By giving attention to female African scientists, the subjects they are known for gain relevance. Their Scholias are developed, including links to co-authors and papers. It will improve the likelihood that when African science awards are announced, we will at least know the recipients in Wikidata.

Saturday, December 21, 2019

#Science and America first

Several US American science organisations are quite adamant that for them, it is America first. Stupidity has its place and these days the United States has a lot of it particularly as those same science organisations expect people from the rest of the world to accept "pre-eminence" of the USA.

There may be good reasons to be a member of these organisations but from my perspective, it is one thing to be with stupid, it is another to have these organisations argue their case on "your" behalf. So when you are a scientist, chances are that we already know you at Wikidata. We may even know about your science, your co-authors, your memberships.

Take for instance Prof Lise Korsten, she is probably South African, this is her Scholia. She has many co-authors and for some we do not know their gender and for most we do not know their nationality. We do not know if she is a member of any science organisation and we do not know that for her co-authors either. So you may add your professional memberships at Wikidata, your nationality and when you do know the nationality of your co-authors, you may add that as well.

In this way we make obvious to US American stupid that science is global.

Thursday, December 12, 2019

Disseminate science says @EstherNgumbi, @Wikimedia projects have the power to do just that

In this day and age science is of the utmost importance. When I am pointed to a conference where an African scientist gives the plenary lecture; the message is on display in the picture. I take an interest.

When you want to disseminate research, when you want the science to be known by society, you have to pick your platform. You can do worse than choosing for the Wikimedia projects.

Professor Esther Ngumbi is employed at the University of Illinois at Urbana–Champaign. Her ORCiD profile has only one paper but at Wikidata we knew of others. As she is now known at Wikidata with her papers, she has a Scholia. At first there was only one co-author, a bit sparse, so others were added. They were linked to the papers they have on Wikidata. The same was done for some authors who cited professor Ngumbi..

When you, your science is known in Wikidata, you are more likely to get a Wikipedia article and yes, working for an American university helps.

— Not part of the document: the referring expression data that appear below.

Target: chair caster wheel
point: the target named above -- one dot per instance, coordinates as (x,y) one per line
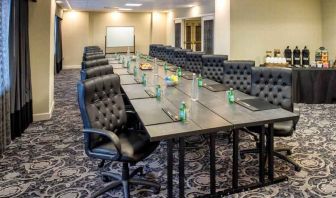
(297,169)
(106,179)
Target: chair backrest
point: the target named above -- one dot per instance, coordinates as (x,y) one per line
(193,62)
(90,53)
(153,49)
(180,57)
(94,57)
(160,52)
(94,63)
(169,54)
(273,85)
(237,74)
(96,72)
(101,104)
(213,67)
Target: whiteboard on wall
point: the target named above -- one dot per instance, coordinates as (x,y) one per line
(119,37)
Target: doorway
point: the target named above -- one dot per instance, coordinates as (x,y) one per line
(193,34)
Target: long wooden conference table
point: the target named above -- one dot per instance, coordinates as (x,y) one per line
(207,116)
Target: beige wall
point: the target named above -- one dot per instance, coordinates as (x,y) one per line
(41,38)
(260,25)
(159,28)
(329,26)
(75,35)
(89,28)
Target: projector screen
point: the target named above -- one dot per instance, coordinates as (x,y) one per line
(119,37)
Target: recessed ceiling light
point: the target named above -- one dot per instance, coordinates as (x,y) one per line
(125,9)
(133,4)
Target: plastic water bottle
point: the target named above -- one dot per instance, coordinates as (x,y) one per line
(231,96)
(179,72)
(158,92)
(183,112)
(200,81)
(135,71)
(156,69)
(144,79)
(194,88)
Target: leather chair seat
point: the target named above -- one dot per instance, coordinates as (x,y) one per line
(135,146)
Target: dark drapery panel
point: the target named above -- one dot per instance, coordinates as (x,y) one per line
(58,45)
(208,36)
(21,93)
(5,129)
(178,35)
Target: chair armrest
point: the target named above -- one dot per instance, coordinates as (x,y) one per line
(108,134)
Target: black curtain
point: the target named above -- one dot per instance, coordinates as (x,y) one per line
(208,36)
(19,61)
(58,45)
(178,35)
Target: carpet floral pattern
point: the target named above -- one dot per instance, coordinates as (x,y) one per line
(49,160)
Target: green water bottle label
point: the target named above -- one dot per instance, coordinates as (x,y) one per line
(158,91)
(200,81)
(179,72)
(135,71)
(144,79)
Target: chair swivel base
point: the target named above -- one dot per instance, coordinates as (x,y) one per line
(125,180)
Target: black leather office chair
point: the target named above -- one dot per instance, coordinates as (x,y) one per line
(193,62)
(237,74)
(106,134)
(275,86)
(94,63)
(169,54)
(94,57)
(160,52)
(213,67)
(90,53)
(96,72)
(180,57)
(153,50)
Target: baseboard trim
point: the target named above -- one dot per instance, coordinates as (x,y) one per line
(71,66)
(44,116)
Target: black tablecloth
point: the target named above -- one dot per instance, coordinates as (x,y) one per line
(314,85)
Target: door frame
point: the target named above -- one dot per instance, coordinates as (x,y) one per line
(204,17)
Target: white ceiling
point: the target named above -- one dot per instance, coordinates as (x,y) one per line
(148,5)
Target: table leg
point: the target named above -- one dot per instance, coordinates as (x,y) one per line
(262,156)
(181,167)
(270,152)
(170,168)
(212,149)
(235,174)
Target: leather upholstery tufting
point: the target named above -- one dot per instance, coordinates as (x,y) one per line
(104,117)
(273,85)
(194,62)
(170,54)
(213,67)
(94,63)
(160,52)
(153,50)
(180,57)
(96,71)
(94,57)
(237,74)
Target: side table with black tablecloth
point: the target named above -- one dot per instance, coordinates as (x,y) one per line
(314,85)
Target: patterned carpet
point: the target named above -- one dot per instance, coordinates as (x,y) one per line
(49,160)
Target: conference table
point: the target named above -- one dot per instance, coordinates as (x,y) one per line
(208,115)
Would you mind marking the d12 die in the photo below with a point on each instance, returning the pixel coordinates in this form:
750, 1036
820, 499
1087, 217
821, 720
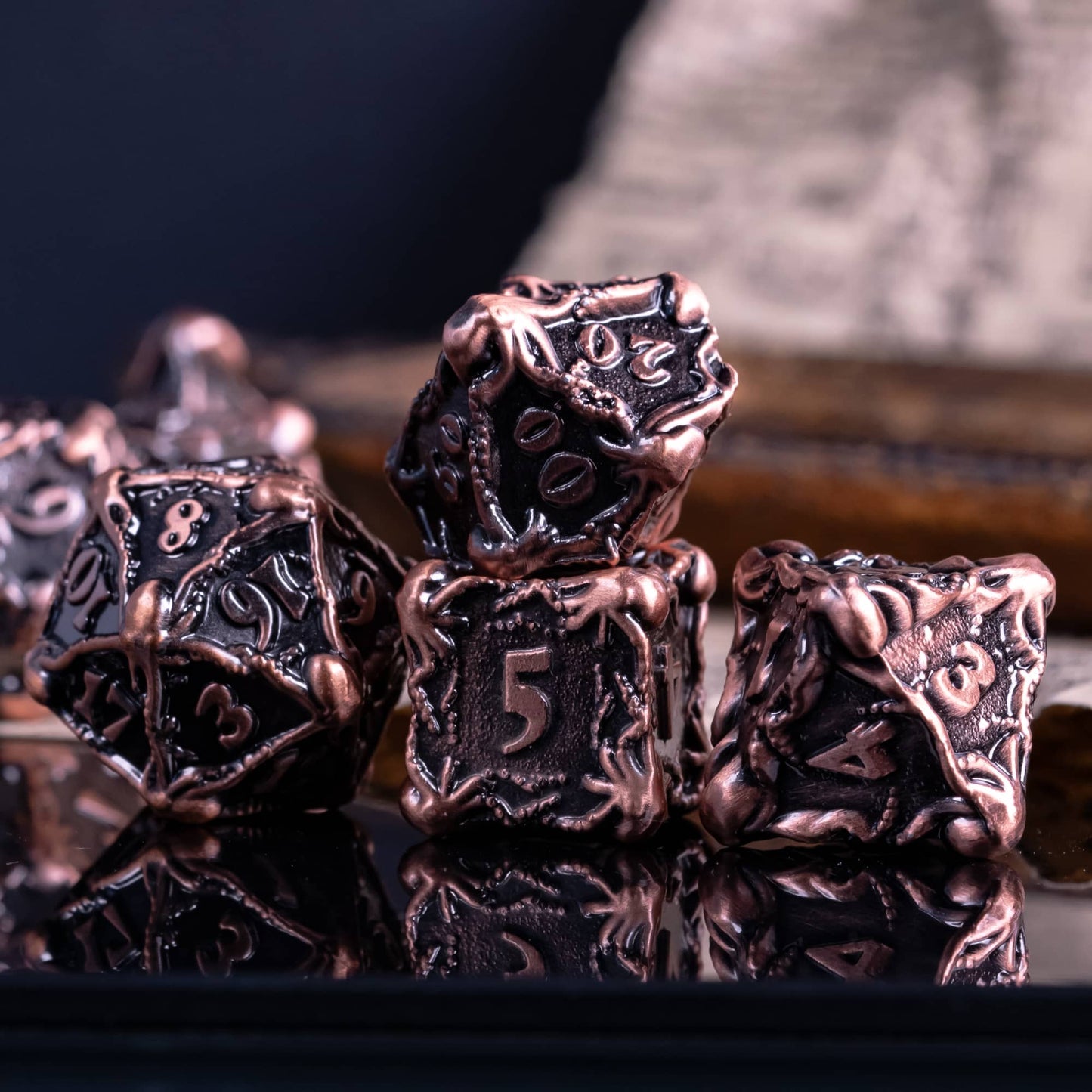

An ORCiD profile that is open will be even more potent when you trust organisations like your university, CrossRef to update your ORCiD when it knows about your papers, your new papers.

In this day and age where our ecology is no longer stable, it is vital to know and respect the science. While we aim for the best we have to be prepared for the worst; we have to see it coming. It is why our Wikimedia projects should inform about all the science and not just what a Wikipedia article has as a reference.

Wednesday, December 11, 2019

Jack needs help, so do we and, so do our audiences

Jack penciled his aspirations for Twitter in a tweet. In it he states: "... Second, the value of social media is shifting away from content hosting and removal, and towards recommendation algorithms directing one’s attention. Unfortunately, these algorithms are typically proprietary, and one can’t choose or build alternatives. Yet."

It is good news that Jack seeks a way out, he intends to hire a "small independent team of up to five open source architects, engineers, and designers" and "Twitter is to become a client of this standard"..

In the Wikimedia projects we have similar challenges and opportunities. We cannot expect for all kinds of reasons that scientists who are very much in the news (aka relevant) there to be a Wikipedia article Dr Tewoldeberhan is a recent example but there is no reason why we cannot have her, her work and the work of any other scientist in Wikidata. With tools like Scholia we already have a significant impact by making more known that just what may be found in a Wikipedia. Jack, we do know many scientists by their Twitter handle, they already make the case for their science on Twitter. This makes it easy for you to link to and expand on Scholia. What we give our readers is more to read so that they can find conformation for what they read.

Jack, Wikidata is not proprietary, Scholia is not proprietary and the Wikimedia motto is "to share in the sum of all knowledge". Together we can shift focus from what we have read before in the Wikipedias to what there is to read on the Internet. Put stuff in context and bring the scientists who care to inform about their science in the limelight.

What we do not have is the pretense that we cover everything well. we do aim to cover everything notable well. What we provide is static, Twitter is much more dynamic and together we will change the landscape. Great technology combined with both the Twitter and Wikimedia communities has the potential of being awesome.